Johan Sundberg Wraps a Swedish Sticker Factory in an Undulating Timber Shell
On an industrial estate in Lomma, a production hall sheds its utilitarian skin for pine plywood, terrazzo, and a non-hierarchical plan.
Production buildings rarely aspire to civic presence. They occupy industrial estates as boxes: flat roofed, clad in corrugated metal, oriented so their loading docks face away from the street. The Stickerapp Urban Factory in Lomma, Sweden, designed by Johan Sundberg arkitektur, refuses every one of those defaults. Its undulating timber facade curves toward the street rather than retreating from it, its canopy shelters arrivals like a public building, and its ground floor restaurant is designed to open to the neighborhood several days a week. What was originally planned for 60 employees now holds 140, yet the architecture reads as generous rather than packed.
The most interesting move here is conceptual rather than formal. Sundberg placed the production hall at the heart of the plan, then wrapped offices, social spaces, and warehousing around it, connected through large glazed walls. The result is a factory you can see into from every workspace, a layout that mirrors the client's non-hierarchical culture and turns the act of making stickers into something visible, shared, and oddly dignified. The architecture argues that a production environment and a humane workplace are not opposing goals but the same brief.
A Facade Without a Back


Most factories have a front and a back. The Stickerapp building was designed to look good from all angles, and the undulating facade is the mechanism that makes this possible. Vertical timber cladding wraps the upper volume in a continuous rhythm, while a curved concrete base anchors the building to the ground and accommodates planted beds that soften the industrial context. At dusk the warmth of the wood catches ambient light, lending the structure a domestic glow that no sheet metal warehouse could achieve.

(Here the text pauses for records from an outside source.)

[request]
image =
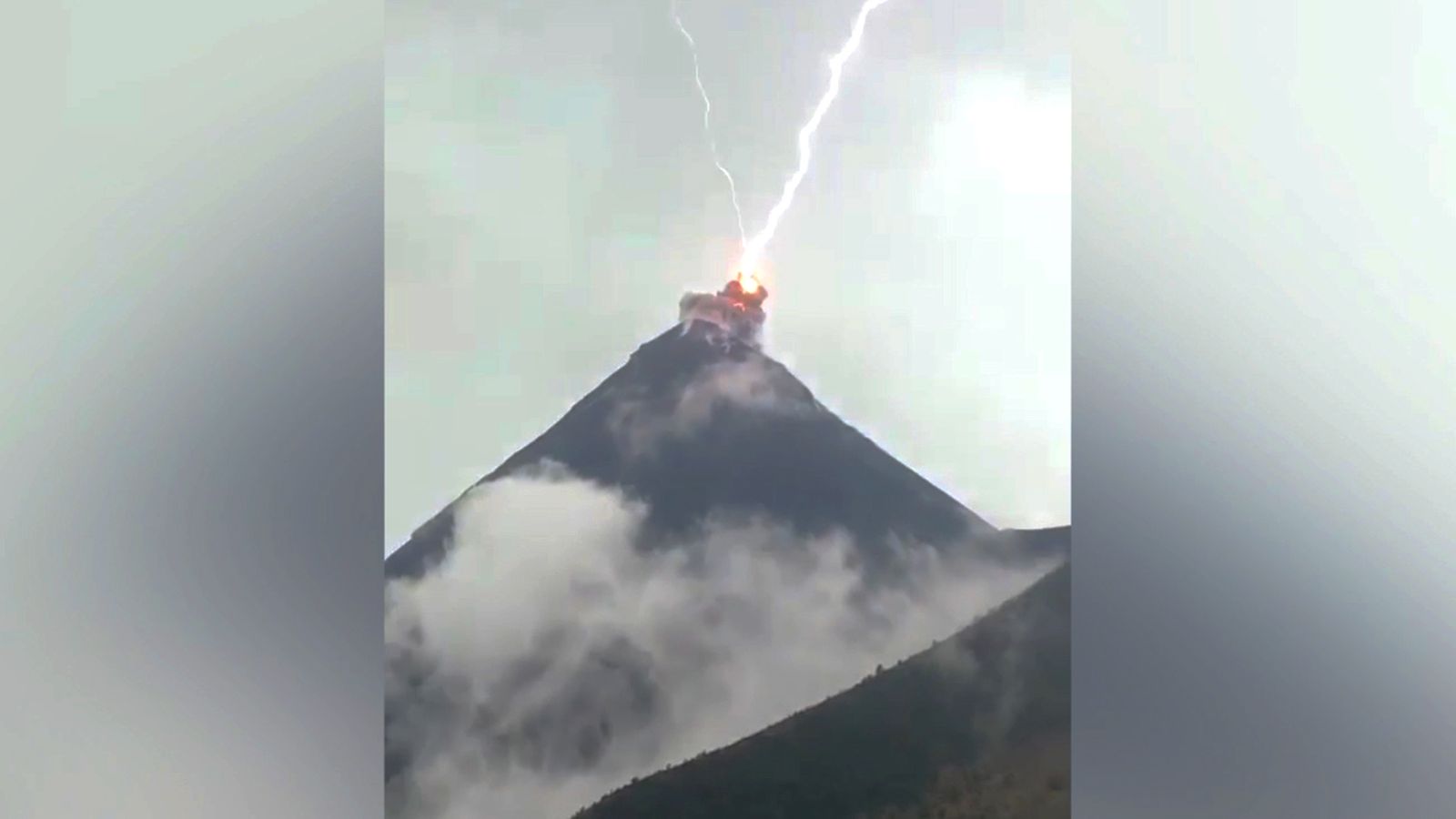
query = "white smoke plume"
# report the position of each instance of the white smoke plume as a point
(637, 661)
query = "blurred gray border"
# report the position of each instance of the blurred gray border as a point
(191, 347)
(1264, 387)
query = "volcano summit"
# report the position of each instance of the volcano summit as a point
(696, 548)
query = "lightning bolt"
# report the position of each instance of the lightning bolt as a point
(708, 106)
(836, 67)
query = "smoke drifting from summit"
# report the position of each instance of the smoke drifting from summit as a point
(737, 308)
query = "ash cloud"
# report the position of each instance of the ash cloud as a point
(735, 312)
(550, 659)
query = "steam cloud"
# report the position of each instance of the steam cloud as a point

The deep roof overhang, lined with an exposed wood soffit, does practical work as well. It shields the entrance zone from rain and direct sunlight, functioning as a kind of outdoor vestibule where arrivals and departures happen under cover. The curve of the canopy is not decorative; it accommodates the building's program of movement, guiding trucks, cyclists, and pedestrians along different trajectories without signage or bollards. Bronsgatan in Lomma gains a piece of urban space where there was previously just a property line.
Simple Means, Unusual Warmth
The material palette is restrained and economical: pine plywood on interior walls, light terrazzo on the floors, Troldtekt acoustic ceiling tiles overhead. None of these are luxury finishes. What elevates them is precision. The pine plywood is detailed with minimal joints, so the cladding reads as a continuous surface rather than a patchwork of panels. Glass partitions use slender frames that keep sightlines open between offices and the central production hall. Exposed steel beams in the hall are left honest, their scale reinforcing the industrial purpose of the space without apology.
Site-built fixed furnishings, including elements in a common room with ping pong tables and reading nooks, contribute to an atmosphere that feels designed rather than furnished after the fact. Loose interior pieces were handled by Karolina Nilsson of White Arkitekter, adding a layer of considered domesticity to a building type that typically gets office furniture from a catalog. The cafeteria beside the entrance includes a professional-quality kitchen, reinforcing the idea that eating together is as much a part of the company's culture as manufacturing.
Why This Project Matters
The Stickerapp Urban Factory is a quiet rebuke to the notion that production buildings are exempt from architectural ambition. By centering the factory floor and wrapping it in communal program, Johan Sundberg created a workplace where hierarchy dissolves into visibility. Everyone sees the product being made; no one is relegated to a windowless corridor. High windows flood the office level with daylight, well-proportioned ventilation pipes give the production hall a technical rhythm, and the whole thing cost what a conventional industrial building would cost, just spent more carefully.
The broader lesson is about economy of means. Pine plywood, terrazzo, and Troldtekt are not heroic materials. Steel beams are not novel structure. But when these elements are assembled with graphic precision and governed by a clear idea about how people should work together, they produce something that outperforms buildings with ten times the budget. Lomma now has an industrial building that acts like a civic neighbor, and 140 employees work in a factory that feels like a place designed for humans first and logistics second.
Stickerapp Urban Factory by Johan Sundberg arkitektur, with project architect Henrik Ålund of Studio Ålund AB. Lomma, Sweden, 2021. Photography by Markus Linderoth.